AMD Introduces Instinct MI350P PCIe GPUs to Bring Enterprise AI to Existing Data Centers

AMD has expanded its enterprise AI portfolio with the introduction of the AMD Instinct MI350P PCIe GPUs, a new class of accelerators designed to run advanced AI workloads on existing data center infrastructure. The company positioned the launch as a response to organizations struggling to balance AI adoption with the cost, complexity and unpredictability of cloud‑based or fully redesigned on‑premises systems. The MI350P PCIe cards offer a third path: high‑performance AI acceleration that fits directly into standard air‑cooled server racks without requiring major power or cooling upgrades.

The MI350P PCIe cards are engineered for the emerging era of agentic AI, enabling enterprises to deploy inference workloads on premises using familiar infrastructure. As dual‑slot, drop‑in cards, they support up to eight accelerators in air‑cooled systems and are optimized for small, medium and large AI models, including retrieval‑augmented generation (RAG) pipelines. AMD emphasized that the PCIe form factor provides a cost‑effective option for organizations that need more AI compute than CPUs can deliver but are not yet ready to invest in full GPU‑accelerator platforms.

The company highlighted several performance advantages, including native support for lower‑precision MXFP6 and MXFP4 formats, sparsity acceleration across mainstream 8‑ and 16‑bit precisions, and an estimated 2,299 TFLOPS—with up to 4,600 peak TFLOPS at MXFP4—representing the highest performance currently available in an enterprise PCIe card. The GPUs also feature 144GB of HBM3E memory delivering up to 4TB/s bandwidth.

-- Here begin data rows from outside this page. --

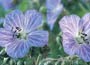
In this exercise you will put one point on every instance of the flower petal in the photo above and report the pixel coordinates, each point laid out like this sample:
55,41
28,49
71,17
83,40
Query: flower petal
84,52
54,8
69,44
38,38
86,22
33,19
70,25
5,37
14,19
7,4
17,49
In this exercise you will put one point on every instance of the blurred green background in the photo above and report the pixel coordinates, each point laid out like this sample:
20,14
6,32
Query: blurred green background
53,54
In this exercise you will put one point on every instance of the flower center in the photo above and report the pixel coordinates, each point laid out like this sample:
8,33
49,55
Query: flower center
82,38
19,33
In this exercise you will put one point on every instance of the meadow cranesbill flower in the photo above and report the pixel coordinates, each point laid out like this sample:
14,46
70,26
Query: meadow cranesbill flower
21,31
76,35
6,4
54,8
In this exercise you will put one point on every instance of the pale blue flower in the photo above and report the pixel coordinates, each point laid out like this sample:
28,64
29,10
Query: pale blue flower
6,4
21,31
54,8
76,35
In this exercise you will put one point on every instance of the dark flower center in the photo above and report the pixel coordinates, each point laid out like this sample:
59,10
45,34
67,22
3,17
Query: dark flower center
19,33
82,38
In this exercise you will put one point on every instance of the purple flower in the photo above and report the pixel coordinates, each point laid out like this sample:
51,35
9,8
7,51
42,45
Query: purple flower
21,31
76,35
6,4
54,8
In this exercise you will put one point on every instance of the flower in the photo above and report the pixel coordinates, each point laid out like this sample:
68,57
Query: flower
54,8
21,31
6,4
76,35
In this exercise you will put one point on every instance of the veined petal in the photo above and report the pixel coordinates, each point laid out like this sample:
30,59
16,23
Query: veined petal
38,38
84,52
5,37
54,8
14,19
33,20
6,4
17,49
69,44
70,25
86,22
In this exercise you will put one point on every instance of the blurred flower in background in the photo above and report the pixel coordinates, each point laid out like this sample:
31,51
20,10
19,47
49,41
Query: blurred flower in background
76,35
21,32
54,8
6,4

AMD framed the MI350P launch as part of its commitment to an open AI ecosystem. The cards integrate with the AMD enterprise AI software stack, which includes Kubernetes GPU Operator support, cloud‑native inference microservices and compatibility with frameworks such as PyTorch. The open‑source reference stack is provided at no licensing cost, enabling enterprises to migrate inference workloads with minimal code changes and without per‑token fees.

OEM and software partners—including Dell, HPE, Cisco, Lenovo, Supermicro, Red Hat, Akamai, Broadcom and Nutanix—praised the MI350P’s ability to deliver scalable, energy‑efficient AI performance within standard data center environments. AMD stated that the new GPUs allow enterprises to run more models, serve more users and operationalize AI faster without rebuilding infrastructure from the ground up.